With several late-night hosts on holiday, Seth Meyers takes a closer look at the Trump administration’s deployment of the national guard in Washington DC as a playbook for other cities.
Seth Meyers
“Donald Trump is always laser-focused on the important stuff – no, not inflation, not healthcare, not jobs,” said Seth Meyers on Wednesday evening. “He’s focused on giving himself an award.”
On Wednesday, Trump gave a typically rambling speech at the John F Kennedy Center for the Performing Arts, the formerly prestigious performance hall that he took over early in his term, purging the board and replacing it with loyalists. Presenting the center’s annual honorees, the president said: “I always wanted one, I was never able to get one … I would’ve taken it, if they would’ve called me. I waited, and waited, and waited, and then said, ‘To hell with it, I’ll become chairman and I’ll give myself an honor.’ Next year we’ll honor Trump, OK?”
“I like how everyone laughs at him, and then he says, ‘No, it’s true, actually,’” the Late Night host responded. “Second, he’s definitely not joking about giving himself an award. This is the guy who made a fake Time magazine cover for himself to hang on his wall.”
“I have no trouble believing that he’d give himself a made-up award called the ‘Kennedy Center Lifetime Achievement Nobel Prize EGOT Award for Most Everything’,” Meyers added.
Trump also announced that he would host the annual Kennedy Center Honors, and claimed he had to be talked into it by his team because he has better things to do as president. “Well, I think you deserve the award for best original screenplay, because that’s definitely a fake conversation that did not happen,” Meyers laughed.
Meyers then turned to the other major political story this week: Trump taking over the Washington DC Metropolitan police and deploying the national guard to combat a made-up crime wave in the city. Meyers noted that Republicans see this action as a playbook for other cities, despite the fact that, in truth, violent crime rates are down in most major cities. The states with the highest crime rates, such as Louisiana and Mississippi, are largely controlled by Republicans.
“The right has created this myth about crime in big cities that isn’t true,” Meyers said. “It’s a playbook that Republicans have used for decades, and Trump repeated it in 2024.”
“In a clear sign that this is all just theater, Trump is threatening to only send the national guard to cities controlled by Democrats,” calling the DC action a “beacon for New York, Chicago, Los Angeles and other places all over the country”.
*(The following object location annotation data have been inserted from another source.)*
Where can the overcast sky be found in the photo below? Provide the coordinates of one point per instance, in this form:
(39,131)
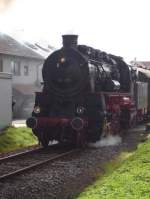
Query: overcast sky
(120,27)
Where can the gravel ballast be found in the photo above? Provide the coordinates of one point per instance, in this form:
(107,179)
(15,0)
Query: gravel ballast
(64,178)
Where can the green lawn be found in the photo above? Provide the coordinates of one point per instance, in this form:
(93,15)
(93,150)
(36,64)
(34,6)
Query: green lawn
(13,138)
(126,178)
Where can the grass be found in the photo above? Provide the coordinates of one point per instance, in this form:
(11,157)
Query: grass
(128,177)
(14,138)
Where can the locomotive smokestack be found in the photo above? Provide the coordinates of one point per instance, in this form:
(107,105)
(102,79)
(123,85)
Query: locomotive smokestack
(70,41)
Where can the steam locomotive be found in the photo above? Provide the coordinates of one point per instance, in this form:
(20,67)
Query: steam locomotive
(87,94)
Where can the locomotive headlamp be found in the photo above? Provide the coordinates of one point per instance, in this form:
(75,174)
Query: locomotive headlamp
(80,110)
(62,60)
(37,109)
(77,123)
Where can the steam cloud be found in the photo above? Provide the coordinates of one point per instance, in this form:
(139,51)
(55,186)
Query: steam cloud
(5,4)
(107,141)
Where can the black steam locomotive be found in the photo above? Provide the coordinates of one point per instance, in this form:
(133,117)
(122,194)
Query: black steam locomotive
(87,94)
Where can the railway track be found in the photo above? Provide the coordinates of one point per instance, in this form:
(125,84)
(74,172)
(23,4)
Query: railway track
(20,163)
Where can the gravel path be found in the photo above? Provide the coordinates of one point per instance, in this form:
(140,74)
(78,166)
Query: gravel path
(63,178)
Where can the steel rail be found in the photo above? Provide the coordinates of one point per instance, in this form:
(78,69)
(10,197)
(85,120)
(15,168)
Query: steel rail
(20,154)
(25,169)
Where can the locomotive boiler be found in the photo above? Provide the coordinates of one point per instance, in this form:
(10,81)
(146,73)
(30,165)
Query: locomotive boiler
(87,94)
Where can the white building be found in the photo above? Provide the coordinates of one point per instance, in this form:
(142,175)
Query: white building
(5,100)
(25,65)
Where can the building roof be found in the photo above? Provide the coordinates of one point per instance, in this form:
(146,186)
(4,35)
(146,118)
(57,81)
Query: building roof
(40,48)
(9,46)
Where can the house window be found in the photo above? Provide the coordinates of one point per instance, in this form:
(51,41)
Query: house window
(15,67)
(1,65)
(26,70)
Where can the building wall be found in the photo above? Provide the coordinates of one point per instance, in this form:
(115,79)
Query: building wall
(34,73)
(5,100)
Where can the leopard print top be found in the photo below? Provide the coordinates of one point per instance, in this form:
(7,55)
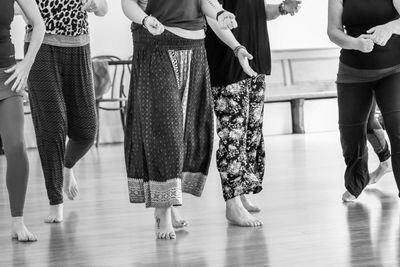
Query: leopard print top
(63,17)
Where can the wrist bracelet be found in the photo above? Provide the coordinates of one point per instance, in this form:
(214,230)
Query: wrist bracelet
(237,48)
(282,9)
(219,13)
(144,20)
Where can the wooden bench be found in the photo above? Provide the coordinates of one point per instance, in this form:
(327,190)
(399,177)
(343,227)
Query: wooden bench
(299,75)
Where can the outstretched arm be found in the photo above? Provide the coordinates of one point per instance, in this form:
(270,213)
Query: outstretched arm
(213,9)
(20,71)
(98,7)
(336,31)
(135,13)
(382,33)
(240,51)
(286,7)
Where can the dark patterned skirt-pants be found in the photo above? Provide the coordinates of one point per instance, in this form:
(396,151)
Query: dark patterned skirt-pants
(62,101)
(169,133)
(239,108)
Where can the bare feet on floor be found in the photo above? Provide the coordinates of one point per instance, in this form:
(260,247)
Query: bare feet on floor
(347,197)
(177,221)
(20,232)
(238,215)
(163,227)
(70,184)
(250,207)
(56,214)
(383,168)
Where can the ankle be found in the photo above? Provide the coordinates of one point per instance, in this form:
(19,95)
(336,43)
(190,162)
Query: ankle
(234,202)
(17,220)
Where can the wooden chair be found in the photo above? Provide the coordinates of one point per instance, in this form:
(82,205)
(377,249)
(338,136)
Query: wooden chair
(115,99)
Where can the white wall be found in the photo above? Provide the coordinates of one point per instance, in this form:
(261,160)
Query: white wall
(111,34)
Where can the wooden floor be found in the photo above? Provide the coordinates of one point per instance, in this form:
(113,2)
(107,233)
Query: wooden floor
(305,222)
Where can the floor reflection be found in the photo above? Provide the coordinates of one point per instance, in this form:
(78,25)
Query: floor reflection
(370,233)
(246,246)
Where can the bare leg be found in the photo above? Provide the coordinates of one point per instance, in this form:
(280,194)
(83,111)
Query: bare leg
(70,184)
(250,207)
(238,215)
(20,232)
(55,214)
(177,221)
(163,226)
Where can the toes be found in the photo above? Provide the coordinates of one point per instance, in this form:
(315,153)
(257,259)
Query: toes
(172,235)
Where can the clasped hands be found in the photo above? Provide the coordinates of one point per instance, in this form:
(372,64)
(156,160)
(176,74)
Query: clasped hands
(226,20)
(379,35)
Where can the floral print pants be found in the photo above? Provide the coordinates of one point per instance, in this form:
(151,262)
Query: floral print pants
(239,108)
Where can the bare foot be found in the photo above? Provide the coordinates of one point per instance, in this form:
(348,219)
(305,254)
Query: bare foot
(383,168)
(56,214)
(250,207)
(164,228)
(20,232)
(238,215)
(70,184)
(347,197)
(177,221)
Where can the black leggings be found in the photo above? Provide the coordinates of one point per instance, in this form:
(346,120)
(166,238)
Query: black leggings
(12,133)
(376,136)
(355,102)
(63,104)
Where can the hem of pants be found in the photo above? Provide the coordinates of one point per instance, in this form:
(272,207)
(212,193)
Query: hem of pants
(155,194)
(57,202)
(254,189)
(193,183)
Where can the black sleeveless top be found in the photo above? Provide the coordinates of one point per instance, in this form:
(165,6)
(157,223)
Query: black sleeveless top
(7,54)
(252,32)
(184,14)
(358,17)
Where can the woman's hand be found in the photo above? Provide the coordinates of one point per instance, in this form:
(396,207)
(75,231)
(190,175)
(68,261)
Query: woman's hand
(292,6)
(20,73)
(227,20)
(364,43)
(381,34)
(244,57)
(99,8)
(153,25)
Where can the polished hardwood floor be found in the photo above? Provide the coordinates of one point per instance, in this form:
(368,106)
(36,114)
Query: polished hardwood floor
(305,222)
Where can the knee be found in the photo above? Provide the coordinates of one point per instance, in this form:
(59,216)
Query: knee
(392,123)
(15,147)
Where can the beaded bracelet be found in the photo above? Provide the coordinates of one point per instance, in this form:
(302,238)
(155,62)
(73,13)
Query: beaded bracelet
(219,13)
(282,9)
(144,21)
(237,48)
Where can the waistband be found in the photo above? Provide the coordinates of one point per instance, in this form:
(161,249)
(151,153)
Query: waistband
(166,40)
(62,40)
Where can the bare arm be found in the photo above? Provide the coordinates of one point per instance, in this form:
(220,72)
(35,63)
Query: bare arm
(229,39)
(98,7)
(382,33)
(135,13)
(337,34)
(20,71)
(211,9)
(289,7)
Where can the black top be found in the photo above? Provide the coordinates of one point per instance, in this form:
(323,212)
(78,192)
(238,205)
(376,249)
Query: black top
(358,17)
(7,54)
(184,14)
(252,32)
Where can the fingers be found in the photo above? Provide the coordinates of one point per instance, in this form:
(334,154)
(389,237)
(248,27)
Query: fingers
(366,36)
(154,26)
(10,79)
(372,30)
(10,69)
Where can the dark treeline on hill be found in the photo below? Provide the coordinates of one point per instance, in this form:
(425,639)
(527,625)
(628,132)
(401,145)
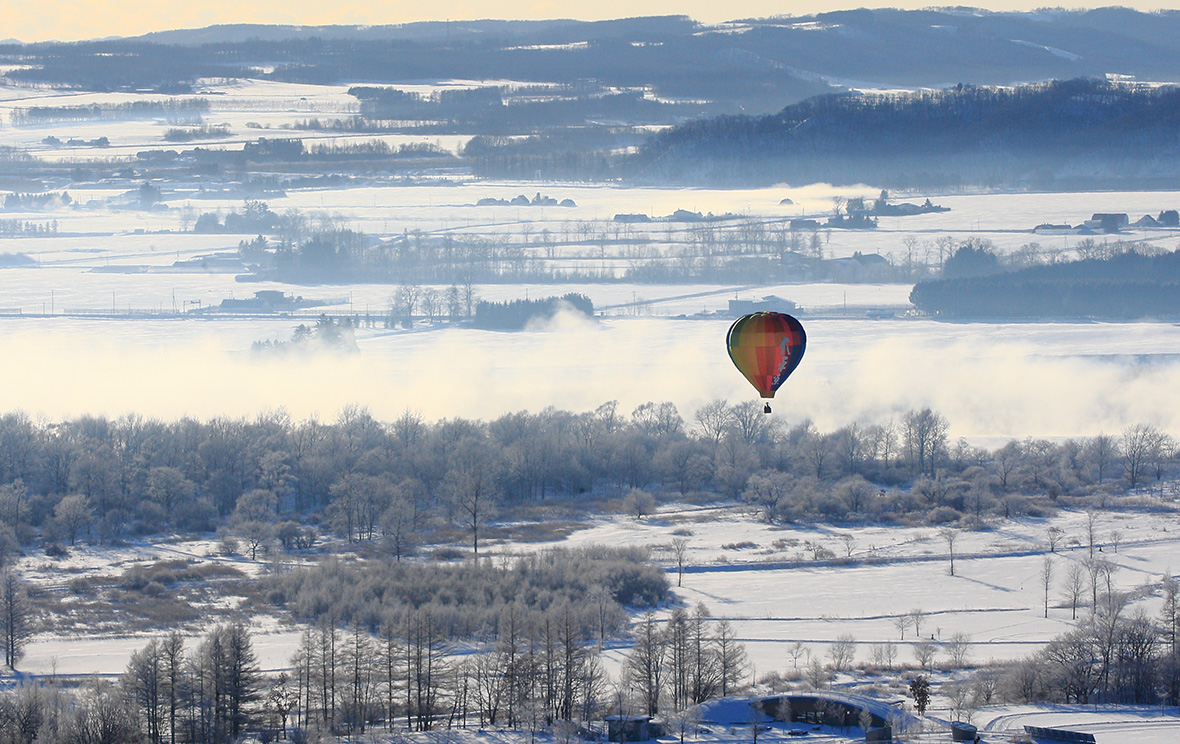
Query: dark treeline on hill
(1125,285)
(1063,133)
(518,314)
(771,63)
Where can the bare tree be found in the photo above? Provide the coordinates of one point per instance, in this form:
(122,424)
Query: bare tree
(1054,534)
(916,617)
(1075,584)
(1047,580)
(949,535)
(841,652)
(680,551)
(15,618)
(1138,442)
(1115,539)
(850,544)
(884,654)
(1092,519)
(924,652)
(957,649)
(900,623)
(713,419)
(797,651)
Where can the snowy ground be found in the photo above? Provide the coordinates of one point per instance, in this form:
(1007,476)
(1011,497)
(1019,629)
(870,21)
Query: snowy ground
(762,580)
(991,380)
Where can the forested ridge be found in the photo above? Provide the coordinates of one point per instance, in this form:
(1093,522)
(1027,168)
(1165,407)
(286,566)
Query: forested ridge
(1036,135)
(1126,285)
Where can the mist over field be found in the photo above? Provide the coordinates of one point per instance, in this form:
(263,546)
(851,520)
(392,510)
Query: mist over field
(990,381)
(371,383)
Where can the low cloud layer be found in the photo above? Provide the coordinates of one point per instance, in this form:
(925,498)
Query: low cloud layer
(989,381)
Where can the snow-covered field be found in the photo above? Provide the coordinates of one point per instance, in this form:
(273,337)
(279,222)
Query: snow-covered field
(761,579)
(991,380)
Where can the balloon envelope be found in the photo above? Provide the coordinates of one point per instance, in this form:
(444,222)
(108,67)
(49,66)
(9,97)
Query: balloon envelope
(766,348)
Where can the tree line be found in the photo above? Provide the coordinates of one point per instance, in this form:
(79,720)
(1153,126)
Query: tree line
(269,479)
(954,137)
(1128,284)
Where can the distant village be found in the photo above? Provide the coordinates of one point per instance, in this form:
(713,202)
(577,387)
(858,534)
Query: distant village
(1103,223)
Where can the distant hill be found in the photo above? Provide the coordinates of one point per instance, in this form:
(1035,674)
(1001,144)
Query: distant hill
(746,66)
(1074,133)
(1127,285)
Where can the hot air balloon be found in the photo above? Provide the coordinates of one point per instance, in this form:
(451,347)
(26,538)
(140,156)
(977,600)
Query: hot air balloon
(766,348)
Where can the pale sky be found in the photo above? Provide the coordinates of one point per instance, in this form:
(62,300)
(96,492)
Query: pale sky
(71,20)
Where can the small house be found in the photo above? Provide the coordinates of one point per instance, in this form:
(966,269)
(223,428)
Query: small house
(633,729)
(1108,222)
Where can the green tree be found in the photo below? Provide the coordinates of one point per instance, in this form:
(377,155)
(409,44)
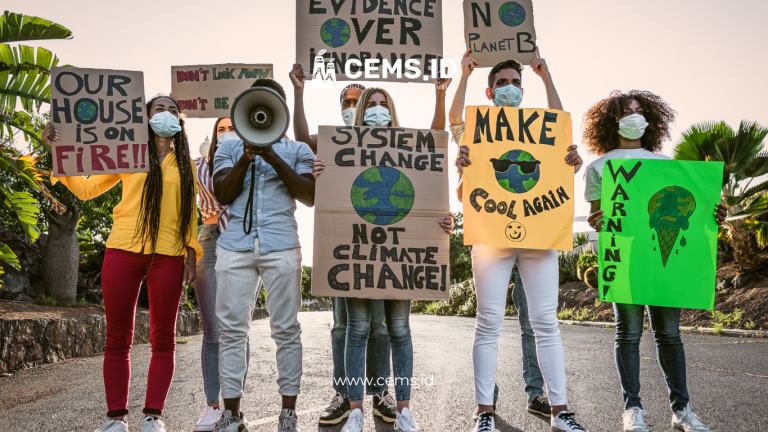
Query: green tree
(745,194)
(460,255)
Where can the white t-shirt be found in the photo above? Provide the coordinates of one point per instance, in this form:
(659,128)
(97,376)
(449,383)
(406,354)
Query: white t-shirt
(594,172)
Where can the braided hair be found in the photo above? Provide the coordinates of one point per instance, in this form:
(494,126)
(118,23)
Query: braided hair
(148,224)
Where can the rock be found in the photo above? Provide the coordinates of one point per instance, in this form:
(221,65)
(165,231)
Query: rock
(742,280)
(14,281)
(723,283)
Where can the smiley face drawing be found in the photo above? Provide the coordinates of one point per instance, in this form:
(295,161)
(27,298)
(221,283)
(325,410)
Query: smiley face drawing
(514,231)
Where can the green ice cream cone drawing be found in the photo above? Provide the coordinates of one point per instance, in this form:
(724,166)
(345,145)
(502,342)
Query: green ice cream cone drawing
(670,209)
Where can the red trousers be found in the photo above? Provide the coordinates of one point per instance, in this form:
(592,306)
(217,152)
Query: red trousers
(121,278)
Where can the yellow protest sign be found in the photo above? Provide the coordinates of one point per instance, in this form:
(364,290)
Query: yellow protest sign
(518,191)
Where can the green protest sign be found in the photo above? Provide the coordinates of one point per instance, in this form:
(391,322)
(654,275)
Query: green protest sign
(658,246)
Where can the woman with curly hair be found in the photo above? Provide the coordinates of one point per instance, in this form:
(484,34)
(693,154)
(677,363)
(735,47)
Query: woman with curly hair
(153,236)
(634,125)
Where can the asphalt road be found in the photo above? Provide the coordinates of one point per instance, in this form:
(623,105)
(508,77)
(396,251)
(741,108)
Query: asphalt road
(727,380)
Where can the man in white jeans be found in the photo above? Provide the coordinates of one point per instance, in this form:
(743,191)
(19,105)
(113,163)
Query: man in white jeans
(260,241)
(491,266)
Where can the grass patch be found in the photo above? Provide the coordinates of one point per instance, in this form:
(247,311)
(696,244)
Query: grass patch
(46,301)
(85,303)
(431,308)
(719,329)
(727,320)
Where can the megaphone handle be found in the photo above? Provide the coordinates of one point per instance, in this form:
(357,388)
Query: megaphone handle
(249,205)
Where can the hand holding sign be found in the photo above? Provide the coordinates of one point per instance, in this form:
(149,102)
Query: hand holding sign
(468,64)
(297,76)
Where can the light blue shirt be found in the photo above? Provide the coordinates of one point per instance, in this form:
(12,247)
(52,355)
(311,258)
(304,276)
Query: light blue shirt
(273,206)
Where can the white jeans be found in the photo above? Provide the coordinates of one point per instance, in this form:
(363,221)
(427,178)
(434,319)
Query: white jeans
(237,276)
(492,267)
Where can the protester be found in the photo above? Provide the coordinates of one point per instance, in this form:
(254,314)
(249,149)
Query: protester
(154,227)
(215,220)
(634,125)
(378,350)
(380,111)
(262,243)
(492,266)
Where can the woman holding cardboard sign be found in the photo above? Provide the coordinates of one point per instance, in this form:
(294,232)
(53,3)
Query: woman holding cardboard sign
(376,108)
(634,125)
(491,266)
(154,228)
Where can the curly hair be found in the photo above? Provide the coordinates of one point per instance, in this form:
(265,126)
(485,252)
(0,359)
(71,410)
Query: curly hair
(601,122)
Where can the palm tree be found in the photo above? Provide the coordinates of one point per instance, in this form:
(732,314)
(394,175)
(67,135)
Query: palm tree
(745,160)
(24,76)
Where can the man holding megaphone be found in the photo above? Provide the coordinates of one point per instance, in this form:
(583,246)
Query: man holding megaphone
(260,177)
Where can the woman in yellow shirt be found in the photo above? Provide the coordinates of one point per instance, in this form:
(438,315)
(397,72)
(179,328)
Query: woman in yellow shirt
(155,227)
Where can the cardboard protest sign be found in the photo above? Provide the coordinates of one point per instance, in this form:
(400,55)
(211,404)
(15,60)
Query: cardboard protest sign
(498,30)
(518,190)
(207,91)
(101,117)
(402,40)
(658,245)
(377,207)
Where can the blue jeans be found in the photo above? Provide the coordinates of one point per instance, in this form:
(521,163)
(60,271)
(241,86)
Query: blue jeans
(205,292)
(377,354)
(396,312)
(534,380)
(665,323)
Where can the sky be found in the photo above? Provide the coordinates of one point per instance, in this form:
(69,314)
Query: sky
(706,58)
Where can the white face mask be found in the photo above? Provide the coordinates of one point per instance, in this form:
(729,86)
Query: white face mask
(348,115)
(226,136)
(377,116)
(508,96)
(632,126)
(165,124)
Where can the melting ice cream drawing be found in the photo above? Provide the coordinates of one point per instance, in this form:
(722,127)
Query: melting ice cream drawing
(670,209)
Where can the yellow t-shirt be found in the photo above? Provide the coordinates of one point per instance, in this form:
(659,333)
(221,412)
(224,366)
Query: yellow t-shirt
(127,211)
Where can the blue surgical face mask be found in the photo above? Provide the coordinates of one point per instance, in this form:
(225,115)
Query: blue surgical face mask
(377,116)
(348,115)
(165,124)
(226,136)
(508,96)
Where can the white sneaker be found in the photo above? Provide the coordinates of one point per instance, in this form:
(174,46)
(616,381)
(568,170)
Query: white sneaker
(229,423)
(634,420)
(485,423)
(151,424)
(565,422)
(113,426)
(405,422)
(208,420)
(288,421)
(355,421)
(687,421)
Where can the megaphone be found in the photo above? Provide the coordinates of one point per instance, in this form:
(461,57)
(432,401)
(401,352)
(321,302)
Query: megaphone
(260,116)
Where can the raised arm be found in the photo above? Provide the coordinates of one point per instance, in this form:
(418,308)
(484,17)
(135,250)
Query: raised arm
(456,113)
(539,66)
(300,126)
(438,120)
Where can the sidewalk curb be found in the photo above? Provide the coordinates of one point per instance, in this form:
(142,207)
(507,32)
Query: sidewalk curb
(754,334)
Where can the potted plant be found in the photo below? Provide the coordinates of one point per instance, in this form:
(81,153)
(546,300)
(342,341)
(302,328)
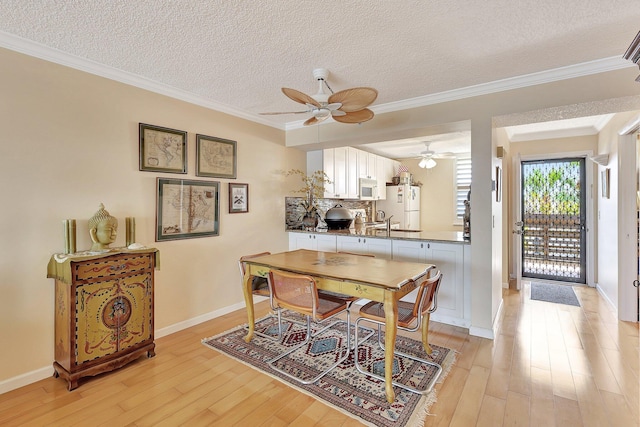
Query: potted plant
(312,190)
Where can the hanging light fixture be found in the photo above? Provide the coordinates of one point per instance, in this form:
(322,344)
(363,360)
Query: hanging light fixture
(427,163)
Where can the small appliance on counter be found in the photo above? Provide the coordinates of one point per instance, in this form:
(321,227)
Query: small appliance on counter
(338,218)
(403,203)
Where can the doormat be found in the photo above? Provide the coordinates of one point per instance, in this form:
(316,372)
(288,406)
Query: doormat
(344,388)
(559,294)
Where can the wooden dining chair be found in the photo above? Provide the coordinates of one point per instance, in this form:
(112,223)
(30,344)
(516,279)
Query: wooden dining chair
(260,287)
(299,293)
(411,317)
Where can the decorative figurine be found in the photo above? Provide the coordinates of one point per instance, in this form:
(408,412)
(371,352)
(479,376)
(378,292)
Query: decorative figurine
(103,229)
(467,217)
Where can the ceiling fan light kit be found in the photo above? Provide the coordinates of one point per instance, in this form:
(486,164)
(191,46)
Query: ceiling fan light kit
(345,106)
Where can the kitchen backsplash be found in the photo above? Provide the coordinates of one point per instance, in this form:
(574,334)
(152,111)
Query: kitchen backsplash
(294,211)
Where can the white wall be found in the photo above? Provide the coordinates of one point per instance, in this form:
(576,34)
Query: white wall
(69,142)
(608,211)
(549,101)
(437,200)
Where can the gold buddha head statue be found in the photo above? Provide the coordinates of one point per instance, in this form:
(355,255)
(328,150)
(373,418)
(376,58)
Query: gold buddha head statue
(103,229)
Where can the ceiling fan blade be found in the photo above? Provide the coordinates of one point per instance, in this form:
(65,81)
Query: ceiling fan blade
(354,99)
(284,112)
(355,116)
(300,97)
(311,121)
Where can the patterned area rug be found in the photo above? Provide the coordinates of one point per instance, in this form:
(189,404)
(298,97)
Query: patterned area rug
(344,388)
(559,294)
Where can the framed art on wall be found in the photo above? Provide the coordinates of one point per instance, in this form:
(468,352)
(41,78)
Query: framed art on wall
(238,198)
(187,209)
(162,149)
(215,157)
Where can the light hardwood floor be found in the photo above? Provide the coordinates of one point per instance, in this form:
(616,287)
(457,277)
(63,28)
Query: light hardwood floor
(550,365)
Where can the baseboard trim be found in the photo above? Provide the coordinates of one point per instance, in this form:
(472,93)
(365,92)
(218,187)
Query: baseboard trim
(488,333)
(47,371)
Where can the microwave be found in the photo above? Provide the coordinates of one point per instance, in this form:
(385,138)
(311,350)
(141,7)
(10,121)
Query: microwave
(368,189)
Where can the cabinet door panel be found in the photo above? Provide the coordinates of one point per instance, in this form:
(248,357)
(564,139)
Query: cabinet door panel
(94,338)
(325,243)
(381,248)
(340,172)
(350,244)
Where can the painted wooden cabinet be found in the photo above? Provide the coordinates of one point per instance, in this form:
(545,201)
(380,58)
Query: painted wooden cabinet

“The myth of urban crime is central to the right’s worldview,” Meyers noted. “For years, they basically made it their whole thing to be afraid of cities.” He pointed to the example of the US transportation secretary, Sean Duffy, on Fox News, complaining about crime rates on the New York City subway and also taking a shot at its cleanliness.
Meyers got defensive. “Only New Yorkers are allowed to shit on the New York City subway. I mean that figuratively and sadly sometimes literally,” he said.
“Trump doesn’t want to fix problems in big cities, because he loves problems in big cities,” he concluded. “He loves problems anywhere that can distract from his problems. And he definitely has problems – his polling numbers are not great, his Maga base is questioning his ties to Jeffrey Epstein and voters are starting to suspect that the Trump administration might be,” to quote Trump himself, “a crime pot.”